Photo of Edward Vail, 1926

Empire Land and Cattle Company: Remembering an Empire

The pioneering effort to build the Empire Land and Cattle Company in Arizona got underway in 1876 when two Englishmen, Walter Vail and Herbert Hislop, came to Tucson Arizona and purchased the Fish Ranch, located about 50 miles southeast of town. This small ranch was destined to grow to become one of Southern Arizona's largest cattle ranches. It is now listed in the National Register of Historic Places. This exhibit chronicles the early years of that ranch, its people, and its activities as represented in manuscripts at Special Collections.

Convento de Santo Domingo de Mexico documents

Páginas de la historia de México: Excerpts from the Morales de Escárcega Collection

Through these pages, visitors will experience colonial Mexico’s religious and political life, early national political discourse and battles for independence, as well as nineteenth century political discord and foreign invasion. The Escárcega family library was built largely by Gildardo G. H. Morales Díaz of Apetatitlán, Tlaxcala, Mexico [b. 1899 — d. 1987]. It was in Puebla, during the Mexican revolution, that the family lost everything, land and home. The violence of the revolution transformed the young Gildardo and is what led him to dedicate a large part of his life to study and understand the history of Mexico. The family left Puebla and moved to Mexico City with a few belongings and some books. These were the seeds of Mr. Morales’ collection. He started collecting books on the history of Mexico in the early 1920s, building his library over his lifetime by adding to it important manuscripts and broadsides. During his lifetime, Mr. Morales took care of his library with great passion. The exlibris in his books reads, “Verba volant scripta manent,” loosely translated as, “the word flies, the written is permanent.” Mr. Morales was a self-taught bibliophile and was a founding member of the Instituto Panamericano de Geografía e Historia.

After his death, his daughter, Lorenia Morales Rodriguez Escárcega, who earned a Ph.D in history, cared for the library. Since his daughter's death, in 2002, it was cared for by one of her sons, the executor of the collection, Alejandro Escárcega Morales. Alejandro and his five siblings, Miguel, Carlos, Rocío, Patricia, and Lorenia were charged with caring for the collection.

The collection included nearly 2,800 books, 80 documents (broadsides and manuscripts), and about 10 photographs. The collection is named the Morales de Escárcega Collection, in tribute to Mr. Morales and his daughter Lorenia, both of whom cared for the collection during their lifetimes.

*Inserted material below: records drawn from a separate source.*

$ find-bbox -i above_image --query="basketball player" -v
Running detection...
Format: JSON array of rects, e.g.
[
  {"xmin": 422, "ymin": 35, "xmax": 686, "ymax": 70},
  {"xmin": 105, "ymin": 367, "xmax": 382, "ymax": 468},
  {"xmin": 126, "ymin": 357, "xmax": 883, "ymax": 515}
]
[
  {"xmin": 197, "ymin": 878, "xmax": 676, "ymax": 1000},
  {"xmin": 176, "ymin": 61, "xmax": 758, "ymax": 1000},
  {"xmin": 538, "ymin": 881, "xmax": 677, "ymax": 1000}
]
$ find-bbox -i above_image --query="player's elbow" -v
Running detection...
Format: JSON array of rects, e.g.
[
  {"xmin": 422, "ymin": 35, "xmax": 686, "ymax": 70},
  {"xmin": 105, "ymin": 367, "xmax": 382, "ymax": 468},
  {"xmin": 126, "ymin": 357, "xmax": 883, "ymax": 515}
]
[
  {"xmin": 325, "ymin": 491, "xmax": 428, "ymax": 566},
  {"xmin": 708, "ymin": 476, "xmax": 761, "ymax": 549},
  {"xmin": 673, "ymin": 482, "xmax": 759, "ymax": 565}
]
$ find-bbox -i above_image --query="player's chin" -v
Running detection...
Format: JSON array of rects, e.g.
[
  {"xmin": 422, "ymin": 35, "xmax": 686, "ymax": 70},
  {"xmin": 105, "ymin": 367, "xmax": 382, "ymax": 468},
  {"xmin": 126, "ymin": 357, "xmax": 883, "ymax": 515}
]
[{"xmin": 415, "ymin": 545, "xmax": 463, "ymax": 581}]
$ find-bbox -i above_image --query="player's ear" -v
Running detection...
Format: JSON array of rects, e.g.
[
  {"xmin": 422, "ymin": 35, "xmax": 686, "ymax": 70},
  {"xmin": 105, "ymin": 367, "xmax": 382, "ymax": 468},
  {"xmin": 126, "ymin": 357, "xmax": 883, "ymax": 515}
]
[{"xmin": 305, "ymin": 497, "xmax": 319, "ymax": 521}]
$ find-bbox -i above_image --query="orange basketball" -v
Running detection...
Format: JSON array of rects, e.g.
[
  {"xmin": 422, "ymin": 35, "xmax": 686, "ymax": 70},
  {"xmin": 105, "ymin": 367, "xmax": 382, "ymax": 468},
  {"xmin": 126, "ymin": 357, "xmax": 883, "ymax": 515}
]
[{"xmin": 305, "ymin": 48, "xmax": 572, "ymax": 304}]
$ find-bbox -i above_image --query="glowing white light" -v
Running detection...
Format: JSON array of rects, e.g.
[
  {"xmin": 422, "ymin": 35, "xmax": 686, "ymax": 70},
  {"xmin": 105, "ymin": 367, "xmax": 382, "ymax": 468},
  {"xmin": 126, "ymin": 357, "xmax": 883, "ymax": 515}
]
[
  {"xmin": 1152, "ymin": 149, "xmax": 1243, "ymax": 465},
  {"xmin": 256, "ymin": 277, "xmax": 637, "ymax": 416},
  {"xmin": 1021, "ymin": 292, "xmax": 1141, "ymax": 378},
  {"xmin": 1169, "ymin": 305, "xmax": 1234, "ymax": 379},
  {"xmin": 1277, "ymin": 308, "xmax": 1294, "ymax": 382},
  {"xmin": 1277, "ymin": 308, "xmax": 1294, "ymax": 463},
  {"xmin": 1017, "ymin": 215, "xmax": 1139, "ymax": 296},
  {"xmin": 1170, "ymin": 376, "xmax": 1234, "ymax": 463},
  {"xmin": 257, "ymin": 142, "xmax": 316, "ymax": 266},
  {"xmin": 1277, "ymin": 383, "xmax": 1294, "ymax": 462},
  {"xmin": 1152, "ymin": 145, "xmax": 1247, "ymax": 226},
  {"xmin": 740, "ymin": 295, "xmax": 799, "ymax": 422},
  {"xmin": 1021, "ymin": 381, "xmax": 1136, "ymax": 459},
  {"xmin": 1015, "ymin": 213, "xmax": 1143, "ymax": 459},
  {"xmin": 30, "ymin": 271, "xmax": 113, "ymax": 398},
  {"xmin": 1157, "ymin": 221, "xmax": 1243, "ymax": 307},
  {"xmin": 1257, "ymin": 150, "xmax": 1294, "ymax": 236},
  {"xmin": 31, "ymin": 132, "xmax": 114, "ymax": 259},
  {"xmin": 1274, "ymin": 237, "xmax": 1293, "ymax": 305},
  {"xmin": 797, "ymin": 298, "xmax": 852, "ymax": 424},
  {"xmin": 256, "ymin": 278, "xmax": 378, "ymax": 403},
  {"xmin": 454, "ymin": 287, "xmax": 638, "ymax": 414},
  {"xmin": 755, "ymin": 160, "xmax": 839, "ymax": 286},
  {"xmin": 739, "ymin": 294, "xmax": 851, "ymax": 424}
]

Arizona 100: Essential Books for the Centennial

Inspired by the state’s Centennial, a group of seven bibliophiles set out to develop a list of fiction and non-fiction books essential to Arizona. Surveying works from Spanish times to the present, the final 100 titles were "selected on the basis of their historical importance and literary merit." A special edition of The Journal of Arizona History is the culmination of this yearlong effort and offers an in-depth bibliography of the selected titles with a summary, assessment of significance, and suggestions for further reading for each title.

Among the titles selected is The Personal Narrative of James O. Pattie, published in 1833 and the oldest book on the list. The most recently published title, the 2010 book A Gift of Angels: The Art of Mission San Xavier del Bac by Bernard Fontana and Edward McCain offers an identification of nearly 200 saints and angels that adorn San Xavier del Bac.